Many of my books were originally published around this time of year specifically because publishers thought people would buy them for Father’s Day. They weren’t wrong. If you’re stuck for a small gift, here’s a brief recap.
I’ve always tried to write for a general audience rather than an audience of fellow beer geeks (though I hope they enjoy my books too.) I use beer as a jumping-off point, a vehicle, to explore wider themes. When I do signing events, I’d say at least half of the books I’m asked to sign are for the dads, brothers and husbands of the people buying them. I must stress that the women who have read them have really enjoyed them too, but I’m definitely a bit typecast as someone who writes for blokes who are difficult to buy for and don’t read all that much, but enjoy a beer-based yarn.
So with Father’s Day approaching on Sunday, here’s a recap. The links go to my individual pages about each book that give more detail, a bit of background and some quotes from reviews.
For the Dad who enjoys starting conversations with “I bet you didn’t know…”
Man Walks into a Pub is still my best-selling book. I called it a “sociable history” of beer because I wanted to write it like a long conversation in the pub and so it is, in the words of one reviewer, “full of bar-room bet-winning facts”. Miracle Brew is similarly full of insane facts but with a more specialised focus on what beer is made from. The title happened because of the sheer number of times I thought, “Whaaaat? No way!” as I was researching it.
For the Dad who prefers cider to beer
Bill Bradshaw and I wrote the first ever world guide to cider, and as far as I’m aware it’s still the only one. We put so much creativity into the book – Bill’s photos are utterly gorgeous – that we had none left for the title. So it’s called World’s Best Cider. There’s also quite a bit about cider in The Apple Orchard, which is not really book about cider even though some people think it is, because if I’m going to write about apples…
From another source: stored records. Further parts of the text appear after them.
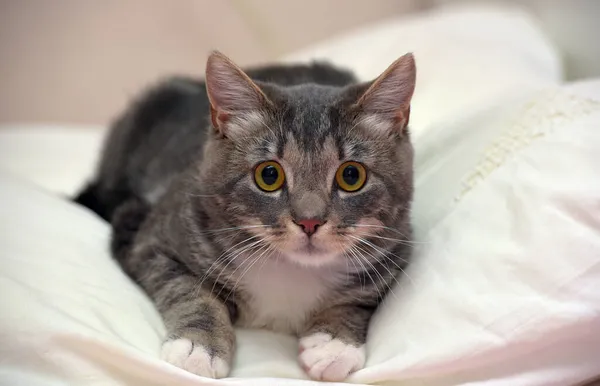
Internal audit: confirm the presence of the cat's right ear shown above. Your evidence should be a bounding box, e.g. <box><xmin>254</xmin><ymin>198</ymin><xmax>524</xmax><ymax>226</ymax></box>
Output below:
<box><xmin>206</xmin><ymin>51</ymin><xmax>271</xmax><ymax>137</ymax></box>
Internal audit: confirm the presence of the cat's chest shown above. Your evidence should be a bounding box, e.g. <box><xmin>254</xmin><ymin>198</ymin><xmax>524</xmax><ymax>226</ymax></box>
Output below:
<box><xmin>237</xmin><ymin>259</ymin><xmax>341</xmax><ymax>333</ymax></box>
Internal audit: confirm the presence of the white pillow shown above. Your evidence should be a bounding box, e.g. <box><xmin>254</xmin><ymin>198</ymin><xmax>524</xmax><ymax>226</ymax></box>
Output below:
<box><xmin>0</xmin><ymin>6</ymin><xmax>562</xmax><ymax>194</ymax></box>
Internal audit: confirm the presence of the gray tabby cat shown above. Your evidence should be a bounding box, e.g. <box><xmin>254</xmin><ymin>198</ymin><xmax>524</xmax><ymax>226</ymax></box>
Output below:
<box><xmin>77</xmin><ymin>53</ymin><xmax>415</xmax><ymax>381</ymax></box>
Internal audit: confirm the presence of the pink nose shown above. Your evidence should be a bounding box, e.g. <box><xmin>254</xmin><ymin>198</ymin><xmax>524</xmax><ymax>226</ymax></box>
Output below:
<box><xmin>297</xmin><ymin>218</ymin><xmax>323</xmax><ymax>236</ymax></box>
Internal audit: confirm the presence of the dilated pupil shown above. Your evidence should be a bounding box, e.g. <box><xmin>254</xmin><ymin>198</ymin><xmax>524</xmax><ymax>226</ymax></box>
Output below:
<box><xmin>342</xmin><ymin>165</ymin><xmax>360</xmax><ymax>186</ymax></box>
<box><xmin>260</xmin><ymin>166</ymin><xmax>279</xmax><ymax>185</ymax></box>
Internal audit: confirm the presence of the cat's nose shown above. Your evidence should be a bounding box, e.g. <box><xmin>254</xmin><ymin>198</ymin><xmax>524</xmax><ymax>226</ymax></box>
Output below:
<box><xmin>296</xmin><ymin>218</ymin><xmax>324</xmax><ymax>236</ymax></box>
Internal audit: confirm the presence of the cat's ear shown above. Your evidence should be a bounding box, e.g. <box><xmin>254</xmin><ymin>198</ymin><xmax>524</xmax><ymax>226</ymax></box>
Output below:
<box><xmin>354</xmin><ymin>53</ymin><xmax>416</xmax><ymax>134</ymax></box>
<box><xmin>206</xmin><ymin>51</ymin><xmax>270</xmax><ymax>137</ymax></box>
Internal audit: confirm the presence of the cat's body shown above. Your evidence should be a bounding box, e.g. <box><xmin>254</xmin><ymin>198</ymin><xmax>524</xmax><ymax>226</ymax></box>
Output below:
<box><xmin>78</xmin><ymin>54</ymin><xmax>414</xmax><ymax>380</ymax></box>
<box><xmin>76</xmin><ymin>63</ymin><xmax>356</xmax><ymax>221</ymax></box>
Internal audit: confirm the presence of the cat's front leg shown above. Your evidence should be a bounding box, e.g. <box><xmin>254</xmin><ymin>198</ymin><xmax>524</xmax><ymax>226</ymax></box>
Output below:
<box><xmin>298</xmin><ymin>305</ymin><xmax>374</xmax><ymax>382</ymax></box>
<box><xmin>121</xmin><ymin>245</ymin><xmax>235</xmax><ymax>378</ymax></box>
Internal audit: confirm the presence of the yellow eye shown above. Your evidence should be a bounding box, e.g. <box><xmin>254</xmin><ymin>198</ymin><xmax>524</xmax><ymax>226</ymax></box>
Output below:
<box><xmin>335</xmin><ymin>161</ymin><xmax>367</xmax><ymax>192</ymax></box>
<box><xmin>254</xmin><ymin>161</ymin><xmax>285</xmax><ymax>192</ymax></box>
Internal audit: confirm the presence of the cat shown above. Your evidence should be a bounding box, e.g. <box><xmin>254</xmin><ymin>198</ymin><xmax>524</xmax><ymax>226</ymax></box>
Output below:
<box><xmin>76</xmin><ymin>52</ymin><xmax>416</xmax><ymax>381</ymax></box>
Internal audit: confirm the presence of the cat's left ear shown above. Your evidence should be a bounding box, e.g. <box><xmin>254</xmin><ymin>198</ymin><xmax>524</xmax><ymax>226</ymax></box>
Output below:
<box><xmin>354</xmin><ymin>53</ymin><xmax>417</xmax><ymax>134</ymax></box>
<box><xmin>206</xmin><ymin>51</ymin><xmax>271</xmax><ymax>137</ymax></box>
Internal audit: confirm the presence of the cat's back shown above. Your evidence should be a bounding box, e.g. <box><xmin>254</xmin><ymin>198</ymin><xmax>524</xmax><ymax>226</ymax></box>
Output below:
<box><xmin>76</xmin><ymin>62</ymin><xmax>356</xmax><ymax>220</ymax></box>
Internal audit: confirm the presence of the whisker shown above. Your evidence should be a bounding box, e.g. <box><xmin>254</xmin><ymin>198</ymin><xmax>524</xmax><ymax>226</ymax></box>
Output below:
<box><xmin>211</xmin><ymin>239</ymin><xmax>265</xmax><ymax>296</ymax></box>
<box><xmin>200</xmin><ymin>224</ymin><xmax>273</xmax><ymax>234</ymax></box>
<box><xmin>346</xmin><ymin>245</ymin><xmax>396</xmax><ymax>299</ymax></box>
<box><xmin>223</xmin><ymin>245</ymin><xmax>271</xmax><ymax>302</ymax></box>
<box><xmin>348</xmin><ymin>246</ymin><xmax>383</xmax><ymax>298</ymax></box>
<box><xmin>348</xmin><ymin>236</ymin><xmax>415</xmax><ymax>286</ymax></box>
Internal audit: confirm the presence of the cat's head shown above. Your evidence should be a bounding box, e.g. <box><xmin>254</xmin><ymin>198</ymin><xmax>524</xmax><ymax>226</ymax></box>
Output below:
<box><xmin>201</xmin><ymin>53</ymin><xmax>415</xmax><ymax>266</ymax></box>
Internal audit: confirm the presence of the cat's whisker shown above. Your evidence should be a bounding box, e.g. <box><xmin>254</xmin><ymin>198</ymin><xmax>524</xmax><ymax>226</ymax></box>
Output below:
<box><xmin>347</xmin><ymin>235</ymin><xmax>408</xmax><ymax>263</ymax></box>
<box><xmin>199</xmin><ymin>224</ymin><xmax>273</xmax><ymax>234</ymax></box>
<box><xmin>217</xmin><ymin>245</ymin><xmax>272</xmax><ymax>302</ymax></box>
<box><xmin>200</xmin><ymin>236</ymin><xmax>259</xmax><ymax>292</ymax></box>
<box><xmin>354</xmin><ymin>232</ymin><xmax>427</xmax><ymax>246</ymax></box>
<box><xmin>348</xmin><ymin>246</ymin><xmax>382</xmax><ymax>298</ymax></box>
<box><xmin>355</xmin><ymin>245</ymin><xmax>400</xmax><ymax>299</ymax></box>
<box><xmin>211</xmin><ymin>239</ymin><xmax>265</xmax><ymax>296</ymax></box>
<box><xmin>349</xmin><ymin>224</ymin><xmax>418</xmax><ymax>239</ymax></box>
<box><xmin>346</xmin><ymin>241</ymin><xmax>396</xmax><ymax>299</ymax></box>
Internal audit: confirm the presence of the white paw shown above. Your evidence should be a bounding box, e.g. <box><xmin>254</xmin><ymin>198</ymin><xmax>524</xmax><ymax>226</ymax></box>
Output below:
<box><xmin>299</xmin><ymin>333</ymin><xmax>365</xmax><ymax>382</ymax></box>
<box><xmin>161</xmin><ymin>338</ymin><xmax>229</xmax><ymax>378</ymax></box>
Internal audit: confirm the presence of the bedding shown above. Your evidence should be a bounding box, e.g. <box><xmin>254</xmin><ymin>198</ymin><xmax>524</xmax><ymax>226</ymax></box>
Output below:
<box><xmin>0</xmin><ymin>3</ymin><xmax>600</xmax><ymax>386</ymax></box>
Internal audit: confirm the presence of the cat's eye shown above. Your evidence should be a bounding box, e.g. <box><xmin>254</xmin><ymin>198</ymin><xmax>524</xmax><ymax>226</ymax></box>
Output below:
<box><xmin>254</xmin><ymin>161</ymin><xmax>285</xmax><ymax>192</ymax></box>
<box><xmin>335</xmin><ymin>161</ymin><xmax>367</xmax><ymax>192</ymax></box>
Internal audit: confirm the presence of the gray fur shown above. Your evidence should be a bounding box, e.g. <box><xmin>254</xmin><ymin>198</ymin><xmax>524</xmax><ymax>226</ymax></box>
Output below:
<box><xmin>81</xmin><ymin>50</ymin><xmax>414</xmax><ymax>380</ymax></box>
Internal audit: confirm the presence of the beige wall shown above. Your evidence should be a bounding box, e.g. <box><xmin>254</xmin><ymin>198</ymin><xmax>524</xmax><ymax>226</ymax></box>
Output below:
<box><xmin>0</xmin><ymin>0</ymin><xmax>419</xmax><ymax>123</ymax></box>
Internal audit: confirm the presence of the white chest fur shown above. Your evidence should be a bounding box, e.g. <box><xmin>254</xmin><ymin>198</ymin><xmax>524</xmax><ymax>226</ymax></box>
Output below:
<box><xmin>238</xmin><ymin>259</ymin><xmax>346</xmax><ymax>333</ymax></box>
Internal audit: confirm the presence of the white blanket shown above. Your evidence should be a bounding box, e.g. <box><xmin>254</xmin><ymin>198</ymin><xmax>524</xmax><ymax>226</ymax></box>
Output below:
<box><xmin>0</xmin><ymin>3</ymin><xmax>600</xmax><ymax>386</ymax></box>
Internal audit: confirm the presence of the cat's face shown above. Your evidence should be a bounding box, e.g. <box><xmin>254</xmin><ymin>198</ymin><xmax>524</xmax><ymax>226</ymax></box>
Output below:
<box><xmin>203</xmin><ymin>52</ymin><xmax>414</xmax><ymax>269</ymax></box>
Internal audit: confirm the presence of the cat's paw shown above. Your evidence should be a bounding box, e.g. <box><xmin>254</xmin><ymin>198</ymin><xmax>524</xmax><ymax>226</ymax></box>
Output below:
<box><xmin>298</xmin><ymin>333</ymin><xmax>365</xmax><ymax>382</ymax></box>
<box><xmin>161</xmin><ymin>338</ymin><xmax>229</xmax><ymax>378</ymax></box>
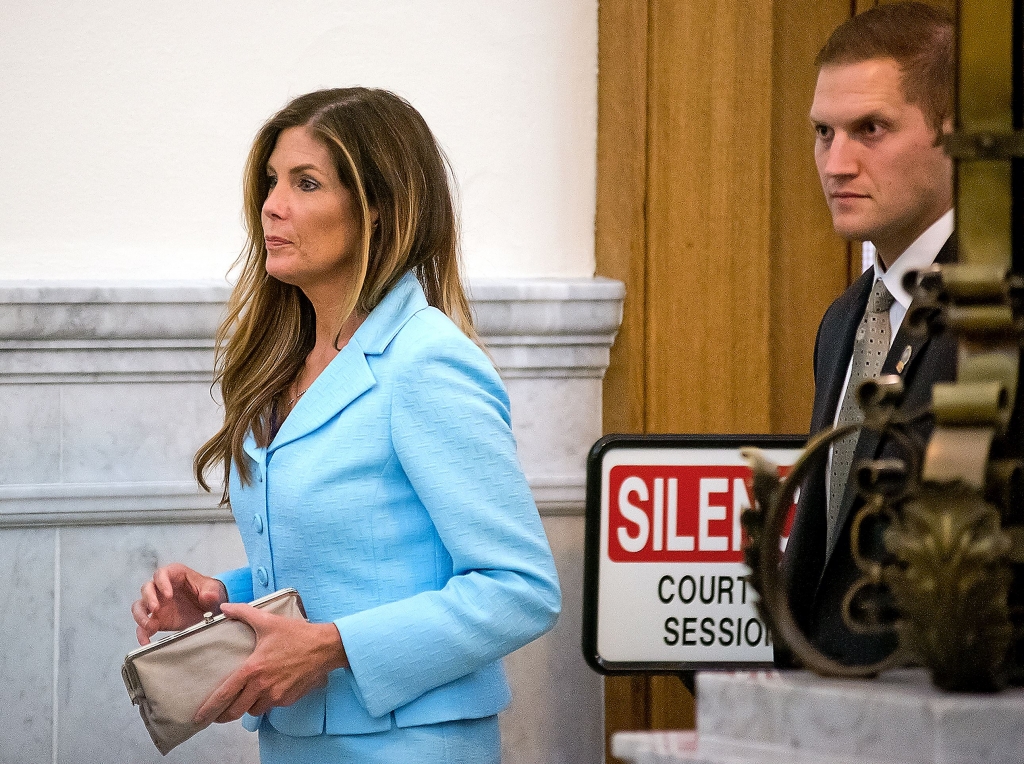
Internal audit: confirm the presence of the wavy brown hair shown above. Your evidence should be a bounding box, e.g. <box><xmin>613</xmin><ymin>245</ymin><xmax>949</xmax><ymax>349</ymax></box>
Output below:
<box><xmin>193</xmin><ymin>88</ymin><xmax>479</xmax><ymax>503</ymax></box>
<box><xmin>814</xmin><ymin>2</ymin><xmax>955</xmax><ymax>139</ymax></box>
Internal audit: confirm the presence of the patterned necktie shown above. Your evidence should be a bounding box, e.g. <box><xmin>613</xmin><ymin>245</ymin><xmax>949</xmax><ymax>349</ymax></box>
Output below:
<box><xmin>827</xmin><ymin>279</ymin><xmax>894</xmax><ymax>549</ymax></box>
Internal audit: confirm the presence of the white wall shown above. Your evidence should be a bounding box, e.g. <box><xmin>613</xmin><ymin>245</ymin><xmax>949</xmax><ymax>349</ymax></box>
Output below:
<box><xmin>0</xmin><ymin>0</ymin><xmax>597</xmax><ymax>280</ymax></box>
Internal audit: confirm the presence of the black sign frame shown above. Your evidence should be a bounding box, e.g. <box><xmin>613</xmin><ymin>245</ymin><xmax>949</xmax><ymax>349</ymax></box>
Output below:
<box><xmin>582</xmin><ymin>434</ymin><xmax>807</xmax><ymax>676</ymax></box>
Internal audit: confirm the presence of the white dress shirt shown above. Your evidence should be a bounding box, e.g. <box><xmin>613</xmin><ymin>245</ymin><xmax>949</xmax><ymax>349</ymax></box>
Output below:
<box><xmin>825</xmin><ymin>210</ymin><xmax>953</xmax><ymax>509</ymax></box>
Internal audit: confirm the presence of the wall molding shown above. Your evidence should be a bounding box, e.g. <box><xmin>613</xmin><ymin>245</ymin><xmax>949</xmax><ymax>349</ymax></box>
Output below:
<box><xmin>0</xmin><ymin>279</ymin><xmax>625</xmax><ymax>384</ymax></box>
<box><xmin>0</xmin><ymin>279</ymin><xmax>624</xmax><ymax>528</ymax></box>
<box><xmin>0</xmin><ymin>474</ymin><xmax>585</xmax><ymax>528</ymax></box>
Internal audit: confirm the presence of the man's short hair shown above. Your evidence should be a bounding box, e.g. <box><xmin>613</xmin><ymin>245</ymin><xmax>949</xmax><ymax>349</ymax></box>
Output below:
<box><xmin>814</xmin><ymin>2</ymin><xmax>954</xmax><ymax>134</ymax></box>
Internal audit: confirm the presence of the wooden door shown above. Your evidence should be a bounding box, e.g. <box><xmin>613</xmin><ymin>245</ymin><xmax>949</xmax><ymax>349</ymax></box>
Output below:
<box><xmin>597</xmin><ymin>0</ymin><xmax>851</xmax><ymax>753</ymax></box>
<box><xmin>596</xmin><ymin>0</ymin><xmax>953</xmax><ymax>758</ymax></box>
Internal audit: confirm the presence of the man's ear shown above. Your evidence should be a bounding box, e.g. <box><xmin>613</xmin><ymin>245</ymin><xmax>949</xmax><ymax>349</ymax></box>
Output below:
<box><xmin>935</xmin><ymin>117</ymin><xmax>953</xmax><ymax>145</ymax></box>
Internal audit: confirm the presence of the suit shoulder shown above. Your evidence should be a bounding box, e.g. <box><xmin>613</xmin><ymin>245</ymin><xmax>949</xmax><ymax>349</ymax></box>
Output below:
<box><xmin>389</xmin><ymin>307</ymin><xmax>497</xmax><ymax>376</ymax></box>
<box><xmin>821</xmin><ymin>270</ymin><xmax>874</xmax><ymax>329</ymax></box>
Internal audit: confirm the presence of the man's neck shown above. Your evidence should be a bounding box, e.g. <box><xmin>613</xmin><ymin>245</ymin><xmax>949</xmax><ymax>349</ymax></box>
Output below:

For the Dad who’s into British history
The history of beer and pubs is the history of Britain itself. Man Walks into a Pub got me into way more historical research than I had realised, and I wrote not just about how beer and pubs developed, but why – in order to understand them, I needed to know the context surrounding them. The same goes for IPA specifically – why did beer go on a six-month sea voyage to India? Why were the British in India in the first place? That’s what I explored in Hops & Glory. Finally for the history buff, if you’re watching A House Through Time at the moment, fancy seeing the same idea for a pub? Shakespeare’s Local is six centuries of history seen through one South London pub, in which in all likelihood Shakespeare used to drink.
For the Dad who loves a bit of natural history
The nature writing section of your local bookshop, the bit I like to all “bees and trees,” is big business right now, and I realised it is also a big part of the story of beer and cider. The Apple Orchard and Miracle Brew are very similar books: one about apples and how and where they grow, which covers how they are made into cider, and the other about hops, barley, water and yeast, and the incredible story behind each one before they even get to the brewery.
For the Dad who loves a good fry-up or fish and chips
Pie Fidelity is essentially the same idea as Man Walks into a Pub, but written about overlooked and unfairly maligned classic British dishes rather than beer. It’s my most personal book, full of memoir, food history and eating. It also happens to be my wife Liz’s favourite book of mine, and not just because it’s the one with the least stuff about beer in it.
For the Dad who enjoys a laugh
Most of my books have a good degree of humour in them, even if they aren’t ‘comedy’ books. Man Walks into a Pub has some good gags in among the history, but without doubt Three Sheets to the Wind is the funniest book I’ve written. Mainly because lots of funny stuff happened while I was researching it, and I succeeded in getting most of it down.
For the Dad who’s simply missing propping up the bar
The Pub: A Cultural Institution is a guide to 250 of the best pubs in Britain. It’s a coffee table book, and as such it’s full of gorgeous pictures. It looks incredibly vogueish just now, because the convention around these things is that you take photos of empty pubs, so the pictures have never looked more like pubs do at the time I’m writing this. But as well as being a coffee table book, I’ve also tried to provide little vignettes of what makes each pub, and pubs in general, so special.